The main idea is to enable teachers, educators, authorities, policy makers and education and training providers involved in the project implementation to improve their outreach and services in lifelong guidance, training, mentoring and STE(A)M competence assessment and validation. Within this tool, cross-sectoral partnerships are promoted at local, regional, national and European level, at it serves as a guide for designing and implementing STE(A)M education policies adapted to local needs within the limits of a national framework.
The STEAMonEdu partners provided their inputs throughout a questionnaire where they identified the key elements they use or plan to use in order to run their advocacy campaigns.
In order to develop this Policy Influence Toolkit and support partners in advocacy work, a series of five online capacity building sessions were delivered by the project partner ALL DIGITAL, each one focusing on a different layer and scenario, with the purpose of supporting project partners to develop and consolidate their policy-making strategy and to ensure a transversal action across Member States involved in the action. These sessions were specifically conceived to provide clear insight to consortium partners on how the institutions operate and define which role each organisation can play when learning to put pressure on their own government and policy makers. The first two sessions focused on the key aspects and actors of policy making activity in general and influencing policy at European level. The third session discussed the activities at local level. The forth session was devoted to effective advocacy practice at national level, and the last session was centered on the most important aspects of effectively communication, including the tools for delivering advocacy messages, engaging policy makers and key stakeholders.
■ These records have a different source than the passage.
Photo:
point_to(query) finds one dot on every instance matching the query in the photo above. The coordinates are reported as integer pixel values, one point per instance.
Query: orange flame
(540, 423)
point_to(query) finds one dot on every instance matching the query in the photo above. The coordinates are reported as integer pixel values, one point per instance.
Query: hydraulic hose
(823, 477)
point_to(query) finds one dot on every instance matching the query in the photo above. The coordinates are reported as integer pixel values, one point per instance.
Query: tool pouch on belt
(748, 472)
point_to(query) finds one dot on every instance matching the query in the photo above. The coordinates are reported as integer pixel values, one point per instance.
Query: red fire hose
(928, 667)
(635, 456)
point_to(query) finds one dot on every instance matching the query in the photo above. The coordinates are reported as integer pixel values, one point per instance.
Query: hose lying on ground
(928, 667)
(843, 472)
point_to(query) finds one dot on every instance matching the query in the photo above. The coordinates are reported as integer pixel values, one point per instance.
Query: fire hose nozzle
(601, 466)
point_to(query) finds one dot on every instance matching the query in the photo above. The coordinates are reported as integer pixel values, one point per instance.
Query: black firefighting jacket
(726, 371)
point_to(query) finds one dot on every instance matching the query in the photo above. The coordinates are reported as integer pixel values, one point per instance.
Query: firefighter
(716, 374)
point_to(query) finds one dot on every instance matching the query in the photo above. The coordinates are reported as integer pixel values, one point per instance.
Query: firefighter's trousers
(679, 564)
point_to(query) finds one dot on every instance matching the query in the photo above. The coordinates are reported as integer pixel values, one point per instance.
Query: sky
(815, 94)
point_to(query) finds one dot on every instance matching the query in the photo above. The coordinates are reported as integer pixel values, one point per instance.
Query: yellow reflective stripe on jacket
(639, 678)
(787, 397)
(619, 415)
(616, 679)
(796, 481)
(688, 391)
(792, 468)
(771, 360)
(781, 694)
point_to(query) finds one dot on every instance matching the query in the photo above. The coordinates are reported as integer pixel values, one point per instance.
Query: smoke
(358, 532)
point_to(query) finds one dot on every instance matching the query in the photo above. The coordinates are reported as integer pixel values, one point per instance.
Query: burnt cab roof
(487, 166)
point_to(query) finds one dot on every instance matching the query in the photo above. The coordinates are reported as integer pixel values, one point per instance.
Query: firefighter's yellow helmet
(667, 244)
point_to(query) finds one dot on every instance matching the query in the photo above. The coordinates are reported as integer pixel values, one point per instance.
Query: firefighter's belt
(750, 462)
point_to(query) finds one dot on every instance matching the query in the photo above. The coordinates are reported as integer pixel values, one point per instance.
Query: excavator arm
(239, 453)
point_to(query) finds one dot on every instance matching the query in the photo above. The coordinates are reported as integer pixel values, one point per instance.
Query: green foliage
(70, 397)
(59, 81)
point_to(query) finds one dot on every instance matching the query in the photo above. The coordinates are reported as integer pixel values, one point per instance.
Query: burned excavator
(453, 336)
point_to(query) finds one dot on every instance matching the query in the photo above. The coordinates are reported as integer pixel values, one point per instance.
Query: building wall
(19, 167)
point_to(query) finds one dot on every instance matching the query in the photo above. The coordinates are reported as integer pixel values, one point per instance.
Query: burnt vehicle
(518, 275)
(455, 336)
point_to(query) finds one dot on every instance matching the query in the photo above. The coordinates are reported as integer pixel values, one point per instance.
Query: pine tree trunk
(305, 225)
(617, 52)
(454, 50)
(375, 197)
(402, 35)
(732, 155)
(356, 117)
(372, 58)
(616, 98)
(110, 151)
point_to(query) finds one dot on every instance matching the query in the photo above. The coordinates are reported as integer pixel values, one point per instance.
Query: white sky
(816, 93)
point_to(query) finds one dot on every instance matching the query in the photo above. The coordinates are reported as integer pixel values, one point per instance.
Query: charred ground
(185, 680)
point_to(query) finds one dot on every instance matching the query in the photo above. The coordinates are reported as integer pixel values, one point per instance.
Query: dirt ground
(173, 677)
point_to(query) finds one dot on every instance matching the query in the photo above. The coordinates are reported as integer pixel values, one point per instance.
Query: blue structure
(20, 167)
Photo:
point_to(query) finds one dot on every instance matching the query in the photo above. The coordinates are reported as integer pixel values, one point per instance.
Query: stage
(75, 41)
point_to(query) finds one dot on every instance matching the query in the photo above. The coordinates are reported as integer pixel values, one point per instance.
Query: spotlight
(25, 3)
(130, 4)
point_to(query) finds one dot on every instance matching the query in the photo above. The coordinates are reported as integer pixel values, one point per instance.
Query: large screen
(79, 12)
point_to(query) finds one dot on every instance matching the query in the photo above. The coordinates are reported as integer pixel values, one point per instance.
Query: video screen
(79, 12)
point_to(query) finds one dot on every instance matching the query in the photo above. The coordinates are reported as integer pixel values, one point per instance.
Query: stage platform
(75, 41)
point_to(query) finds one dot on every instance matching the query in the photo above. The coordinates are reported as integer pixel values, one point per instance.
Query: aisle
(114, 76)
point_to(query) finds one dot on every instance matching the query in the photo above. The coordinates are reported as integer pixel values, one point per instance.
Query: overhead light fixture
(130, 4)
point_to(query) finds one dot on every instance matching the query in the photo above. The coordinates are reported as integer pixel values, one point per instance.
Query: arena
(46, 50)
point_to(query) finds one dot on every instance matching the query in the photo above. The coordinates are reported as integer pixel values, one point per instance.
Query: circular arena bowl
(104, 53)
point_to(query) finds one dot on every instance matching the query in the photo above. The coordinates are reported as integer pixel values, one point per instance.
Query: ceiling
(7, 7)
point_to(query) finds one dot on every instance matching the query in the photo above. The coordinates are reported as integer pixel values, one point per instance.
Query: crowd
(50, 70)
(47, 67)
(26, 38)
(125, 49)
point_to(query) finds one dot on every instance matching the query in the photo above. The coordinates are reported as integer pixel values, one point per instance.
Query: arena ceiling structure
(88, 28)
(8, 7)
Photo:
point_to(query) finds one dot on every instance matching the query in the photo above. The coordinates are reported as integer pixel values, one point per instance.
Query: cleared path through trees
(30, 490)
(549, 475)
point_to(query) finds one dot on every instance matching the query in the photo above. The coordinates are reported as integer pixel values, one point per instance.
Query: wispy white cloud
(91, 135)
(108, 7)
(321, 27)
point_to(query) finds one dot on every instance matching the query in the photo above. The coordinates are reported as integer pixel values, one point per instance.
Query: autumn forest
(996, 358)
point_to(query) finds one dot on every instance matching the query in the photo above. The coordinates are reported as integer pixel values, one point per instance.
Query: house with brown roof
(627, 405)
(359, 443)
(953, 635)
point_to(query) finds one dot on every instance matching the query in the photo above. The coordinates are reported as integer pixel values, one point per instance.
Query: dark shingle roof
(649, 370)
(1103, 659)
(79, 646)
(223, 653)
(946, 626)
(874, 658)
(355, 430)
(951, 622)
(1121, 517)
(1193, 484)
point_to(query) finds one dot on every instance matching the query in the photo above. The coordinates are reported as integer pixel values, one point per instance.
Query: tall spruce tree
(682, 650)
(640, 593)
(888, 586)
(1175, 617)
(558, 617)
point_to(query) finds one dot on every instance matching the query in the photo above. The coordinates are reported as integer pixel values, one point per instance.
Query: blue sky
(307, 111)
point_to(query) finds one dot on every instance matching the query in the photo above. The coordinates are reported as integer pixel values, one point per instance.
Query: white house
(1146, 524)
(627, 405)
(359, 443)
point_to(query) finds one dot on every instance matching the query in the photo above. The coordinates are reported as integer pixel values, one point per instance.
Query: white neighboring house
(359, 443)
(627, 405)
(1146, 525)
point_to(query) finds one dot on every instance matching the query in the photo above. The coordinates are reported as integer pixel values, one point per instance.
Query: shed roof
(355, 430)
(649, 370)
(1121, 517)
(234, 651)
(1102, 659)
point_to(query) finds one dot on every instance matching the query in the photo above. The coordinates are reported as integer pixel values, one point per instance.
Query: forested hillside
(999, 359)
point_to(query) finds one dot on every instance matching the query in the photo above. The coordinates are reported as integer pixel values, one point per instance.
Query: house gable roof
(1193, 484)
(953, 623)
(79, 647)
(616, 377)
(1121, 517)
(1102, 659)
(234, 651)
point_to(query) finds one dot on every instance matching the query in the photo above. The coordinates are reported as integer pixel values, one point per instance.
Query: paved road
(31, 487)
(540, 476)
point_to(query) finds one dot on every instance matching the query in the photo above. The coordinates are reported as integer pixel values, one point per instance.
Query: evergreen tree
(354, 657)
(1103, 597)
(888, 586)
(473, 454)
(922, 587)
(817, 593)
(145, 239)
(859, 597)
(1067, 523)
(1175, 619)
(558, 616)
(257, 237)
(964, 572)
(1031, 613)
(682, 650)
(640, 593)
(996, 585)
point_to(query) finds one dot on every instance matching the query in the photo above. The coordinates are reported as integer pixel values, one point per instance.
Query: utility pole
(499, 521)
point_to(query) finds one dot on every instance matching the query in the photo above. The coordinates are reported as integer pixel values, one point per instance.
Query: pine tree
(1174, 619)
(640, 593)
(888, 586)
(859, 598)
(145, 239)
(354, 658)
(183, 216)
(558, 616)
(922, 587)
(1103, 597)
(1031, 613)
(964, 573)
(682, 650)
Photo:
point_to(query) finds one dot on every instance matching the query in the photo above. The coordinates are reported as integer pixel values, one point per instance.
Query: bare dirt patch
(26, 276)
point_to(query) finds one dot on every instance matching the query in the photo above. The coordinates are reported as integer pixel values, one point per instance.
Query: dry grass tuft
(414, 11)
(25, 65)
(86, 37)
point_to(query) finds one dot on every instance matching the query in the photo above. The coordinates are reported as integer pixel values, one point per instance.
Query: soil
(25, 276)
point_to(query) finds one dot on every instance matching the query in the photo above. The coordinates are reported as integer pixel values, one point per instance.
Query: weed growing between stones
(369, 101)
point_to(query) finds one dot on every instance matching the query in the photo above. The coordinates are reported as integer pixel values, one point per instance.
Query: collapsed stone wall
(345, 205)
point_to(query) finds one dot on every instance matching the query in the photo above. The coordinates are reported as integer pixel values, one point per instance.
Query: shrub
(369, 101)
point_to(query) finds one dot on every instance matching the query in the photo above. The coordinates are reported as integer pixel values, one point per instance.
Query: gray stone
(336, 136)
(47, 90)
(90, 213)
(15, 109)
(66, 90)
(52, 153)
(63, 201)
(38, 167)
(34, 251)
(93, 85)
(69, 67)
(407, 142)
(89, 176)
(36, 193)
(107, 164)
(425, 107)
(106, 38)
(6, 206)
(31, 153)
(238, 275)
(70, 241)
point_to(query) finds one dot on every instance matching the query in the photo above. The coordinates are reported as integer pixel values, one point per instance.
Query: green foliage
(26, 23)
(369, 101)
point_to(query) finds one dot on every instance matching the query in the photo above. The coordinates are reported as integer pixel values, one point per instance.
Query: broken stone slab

The STEAMonEdu partners have selected some key policy actors, according to the local, regional, national or international state of the art. They are school managers and directors of both formal and non-formal education, educators and trainers, and, of course, policy makers and authorities and employers (education sector employers, business employers, public sector employers).
Policy influence practices and tools, combined with capacity building activities, are key pillars of the Policy Influence Toolkit within the STEAMonEDU project. Thus, the guide presents the main procedures and tools currently available in order to exert policy influence in the relevant policy-making environments.
The focus is on the advocacy and policy making tools and methodologies identified for the STEAMonEdu project, to trigger specific and tailor-made actions in order to maintain the attention high and on the spot for STE(A)M Education, and conduct advocacy activity at European, national, regional and local level, to ensure a trans-national and structured action addressing the relevant policy making environments. The tools and practices must enable the STEAMonEdu project to effectively advocate at local/regional, national and European level.